Rearranging the equation:
ΔT = ΔQ / (m * c)
Given that ΔQ is equal to the initial kinetic energy of the bullet and c is the specific heat capacity of iron, we can substitute in the values:
ΔT = KE / (m * c)
Substituting the values and solving for ΔT:
ΔT = (0.5 * (10.9 x 10^-3) * (4.00 x 10^2)^2) / ((10.9 x 10^-3) * c)
To find the specific heat capacity of iron, we need to look it up. The specific heat capacity of iron is approximately 450 J/kg·K.
Using this value and solving for ΔT:
ΔT = (0.5 * (10.9 x 10^-3) * (4.00 x 10^2)^2) / ((10.9 x 10^-3) * 450)
After calculating this expression, you will find the temperature increase of the bullet, ΔT.

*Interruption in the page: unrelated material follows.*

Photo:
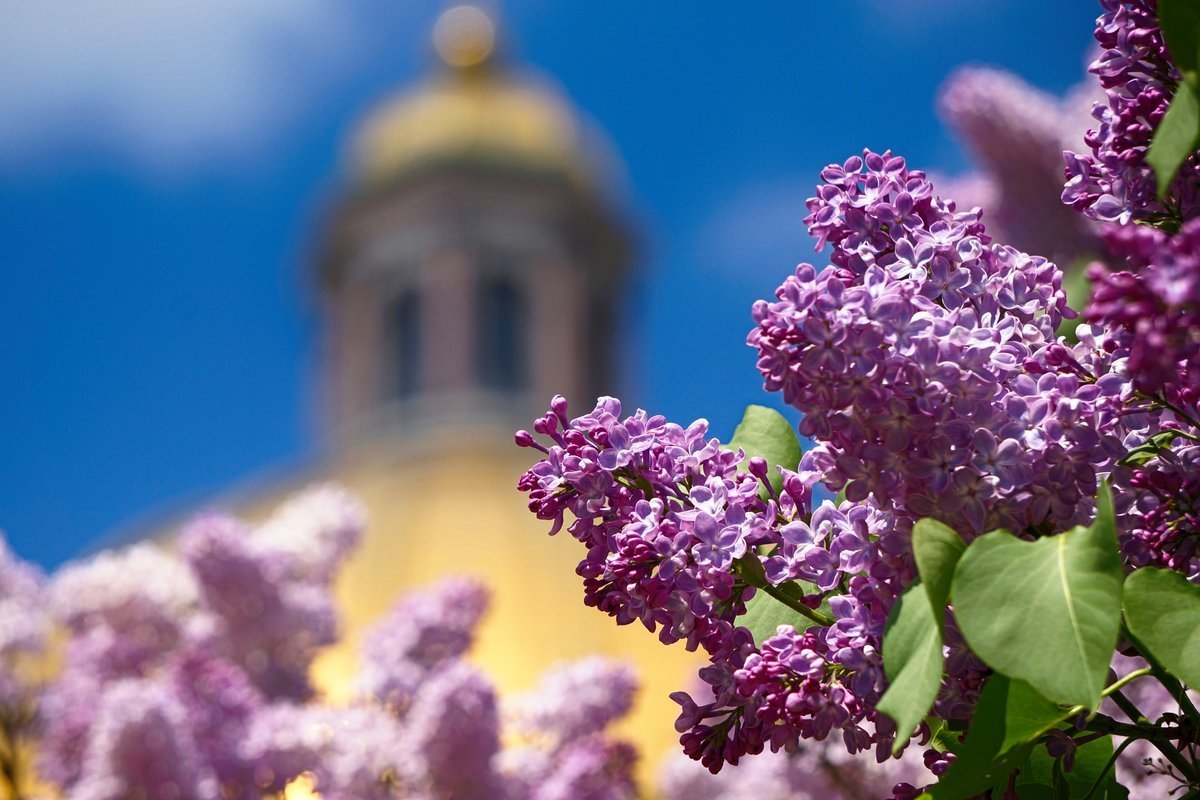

(b) To calculate the final temperature T when the bullet and the block come to the same temperature, we can use the equation:
m1 * c1 * ΔT1 = m2 * c2 * ΔT2
Where m1 and c1 are the mass and specific heat capacity of the bullet, ΔT1 is the calculated temperature increase from part (a), m2 is the mass of the block, c2 is the specific heat capacity of the block (which you'll need to look up), and ΔT2 is the change in temperature of the block.
Rearranging the equation:
ΔT2 = (m1 * c1 * ΔT1) / (m2 * c2)
Substituting the known values and solving for ΔT2 will give you the final temperature, T.
Note: In both parts of the question, we assumed that there is no heat lost to the environment. In practice, there may be some heat loss, but this assumption helps simplify the problem for calculation purposes.